What is this run/user/1000 nonsense? (It's Flatpak)

Calling it "nonsense" is me being polite.
I've started using Gapless as preferred audio player - it looks better and sounds better than Audacious, large album art etc.
My music collection is on a second drive - non-bootable data SSD.
When importing folder to music library, Gapless "copies" (but not really) entire 65+ GB of music to run/user/1000/doc/<app id number?>/

Problem: Gapless has only "move to trash" option for deleting - and apparently trash option is unavailable for me in that location (direct deletion only) although I am user 1000 and folder is named 1000.
I can't delete a file from player, I have to open that folder in Files and delete it (delete permanently is the only option).
Permissions for faux folder run/user/1000/doc/<app id number?>/MyMusicLibrary are already "create and delete files" - so no privilege to elevate.
How to fight this stup... nonsense?
NOTE: When MusicLibrary files are in home, Gapless moves them to trash normally.

Answer: it's a eFFin sandbox for Flatpaks and, possibly, Snaps:

Yes, it is a directory.
It contains a FUSE-backed filesystem for the Flatpak Documents portal. Files that have been exported into it from the host system are made available to Flatpak applications.
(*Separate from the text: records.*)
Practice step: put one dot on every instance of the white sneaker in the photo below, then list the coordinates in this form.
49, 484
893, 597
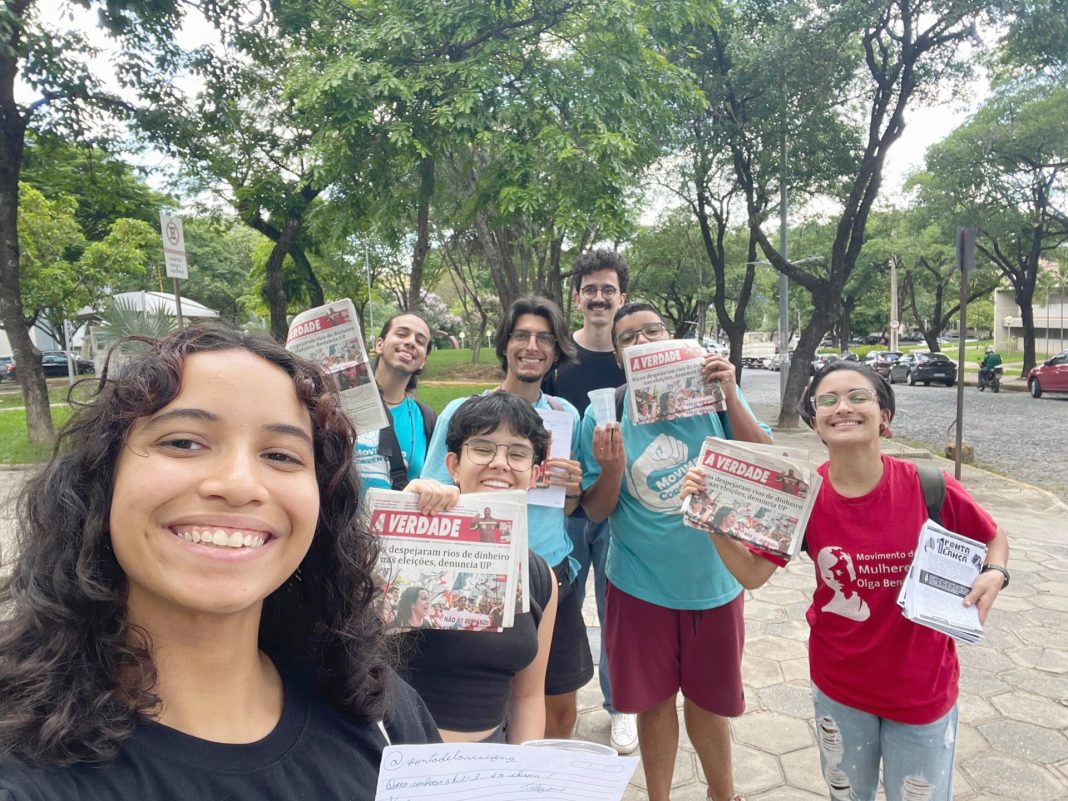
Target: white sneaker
624, 733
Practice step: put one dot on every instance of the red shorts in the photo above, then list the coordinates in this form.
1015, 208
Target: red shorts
655, 652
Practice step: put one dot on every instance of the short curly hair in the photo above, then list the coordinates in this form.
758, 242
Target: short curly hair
76, 676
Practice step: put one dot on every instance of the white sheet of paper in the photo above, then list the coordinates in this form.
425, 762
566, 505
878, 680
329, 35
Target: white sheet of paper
559, 424
459, 772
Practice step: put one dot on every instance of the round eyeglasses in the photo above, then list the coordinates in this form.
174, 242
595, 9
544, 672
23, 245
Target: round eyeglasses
483, 452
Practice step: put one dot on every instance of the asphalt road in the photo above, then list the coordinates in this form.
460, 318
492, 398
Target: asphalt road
1012, 434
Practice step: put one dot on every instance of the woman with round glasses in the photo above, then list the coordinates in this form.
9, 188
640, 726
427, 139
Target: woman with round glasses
884, 689
488, 686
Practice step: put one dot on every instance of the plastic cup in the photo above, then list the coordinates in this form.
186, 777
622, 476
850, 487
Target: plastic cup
603, 403
583, 745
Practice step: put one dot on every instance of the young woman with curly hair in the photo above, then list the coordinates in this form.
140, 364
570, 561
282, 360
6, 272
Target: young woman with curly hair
189, 612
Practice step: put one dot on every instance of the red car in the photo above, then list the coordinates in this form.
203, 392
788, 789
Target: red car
1049, 377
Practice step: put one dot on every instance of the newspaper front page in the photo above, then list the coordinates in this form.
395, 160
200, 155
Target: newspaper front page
665, 381
941, 575
461, 569
330, 335
754, 496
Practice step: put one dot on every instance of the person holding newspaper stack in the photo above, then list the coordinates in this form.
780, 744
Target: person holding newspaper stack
673, 617
531, 339
884, 689
488, 686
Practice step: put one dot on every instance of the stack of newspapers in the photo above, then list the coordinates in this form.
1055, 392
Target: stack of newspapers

This occurs when a Flatpak application uses the FileChooser portal, for instance.
The filesystem should not take up any significant amount of memory, and it isn't present on disk at all. Any files you might find in it (if there are any at all) are essentially proxies for the corresponding files on the outside filesystem. That is, the FUSE filesystem simply passes file operations on it through to the files that were actually exported; it doesn't store any file content itself.

It's an answer from Reddit question "What in the world is /run/user/1000/doc ?"
https://www.reddit.com/r/linuxquestions/comments/18c06ae/what_in_the_world_is_runuser1000doc/

In conclusion, Canonical decided to hijack my filesystem with their ¢rap, because God forbid that user can use Home or tmp folder.
Truly first thing after installing any Linux is to completely remove Flatpak and Snap.

Lost my entire music library. Switching back to Windows.

Care to elaborate?, in case it is just mislaid instead of lost.